In Education, Quality and Inclusion Are Not Enough

The bubble. 19 de octubre de 2017.

It has been several days since the end of the takeover of high schools in the city of Buenos Aires, motivated by a project of an educational reform which became public not in an official way, but through the press, in a highly inadequate timing: between the PASO and the October elections.

It is time, now that the passions have been quieted, to put on the table the basic problems that make our educational reality. Inclusion or quality? An old and absurd dispute. The answer is obvious, no one can doubt it, inclusion but with quality. However, the problem is more complex: even inclusion and quality are not enough if the children who attend school and receive quality education are unable to assimilate it.

On Tuesday, October 3rd, BBC News published an interesting article which, although extreme, is important to help us understand the subject. The article points out that a new research from the UNESCO Institute for Statistics warned about the lack of quality in schools, reporting that more than 600 million school-age children do not have basic math and reading skills. “Many of these children are not hidden or isolated from their governments and communities – they are sitting in classrooms”, said Silvia Montoya, director of the Institute. It is clear that inclusion alone is insufficient.

BBC News also reported that the phenomenon of attending school without achieving real learning is highlighted by a report of the World Bank made public in the last week of September, which suggests possible causes for this fact.

The work of the World Bank examines the factors which undermine the learning of the children who attend school, including the quality of the education given, noting that many teachers are not properly qualified. At the same time it warns of high teacher absenteeism. In this regard, the Head Economist of the World Bank, Paul Romer, is compelling as he indicates that “there had to be a more honest admission that for many children being in school did not mean to receive worthwhile lessons”. It is evident that quality also matters.

But beyond the quality of the education received, the report highlights that many children start their schooling in inadequate conditions to acquire knowledge. Many had suffered from malnutrition because of the poverty of their families that could mean they began school mentally underdeveloped.

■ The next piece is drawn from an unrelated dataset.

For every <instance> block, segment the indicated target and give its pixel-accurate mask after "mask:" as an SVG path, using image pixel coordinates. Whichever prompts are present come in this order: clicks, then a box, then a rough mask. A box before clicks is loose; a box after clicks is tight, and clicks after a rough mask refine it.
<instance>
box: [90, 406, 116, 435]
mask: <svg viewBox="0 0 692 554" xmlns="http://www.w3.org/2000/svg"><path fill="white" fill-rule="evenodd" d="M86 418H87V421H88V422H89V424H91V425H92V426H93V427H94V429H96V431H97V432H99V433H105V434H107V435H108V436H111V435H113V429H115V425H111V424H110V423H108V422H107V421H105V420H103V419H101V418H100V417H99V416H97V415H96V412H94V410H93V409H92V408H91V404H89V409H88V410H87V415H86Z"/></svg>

For this reason, Romer mentions that “progress would depend on recognizing that the facts about education reveal a painful truth”. Of course, he is right. We can hardly speak of equality of opportunities if we do not have a child whose brain is capable of receiving education and this is impossible if he hasn’t had adequate food during his first years of life.

Good nutrition in the 1,000 days between a woman’s pregnancy and her child´s second birthday is essential, since it has a major impact on child’s ability to learn. Malnutrition causes irreversible damage to children’s brain development, leading to a reduced ability to learn and a worse performance in school.

As Sara Cusick and Michael Georgieff mention: “The first 1,000 days of life is a unique period of opportunity when the foundations of optimum health, growth, and neurodevelopment across the lifespan are established”, and added: “While the human brain continues to develop and change throughout life, the most rapid period of brain growth and its period of highest plasticity is in the last trimester of pregnancy and the first two years of life. Thus, this time period harbors the greatest opportunity to provide optimal nutrition to ensure normal development and also the time of greatest brain vulnerability to any nutrient deficit”.

Therefore, it is clear that facing child malnutrition must become a policy of state. By not doing so, talking about inclusion and educational quality lacks of foundation, if indeed what we want to reach is to enable the children who have less a real opportunity to access a better life.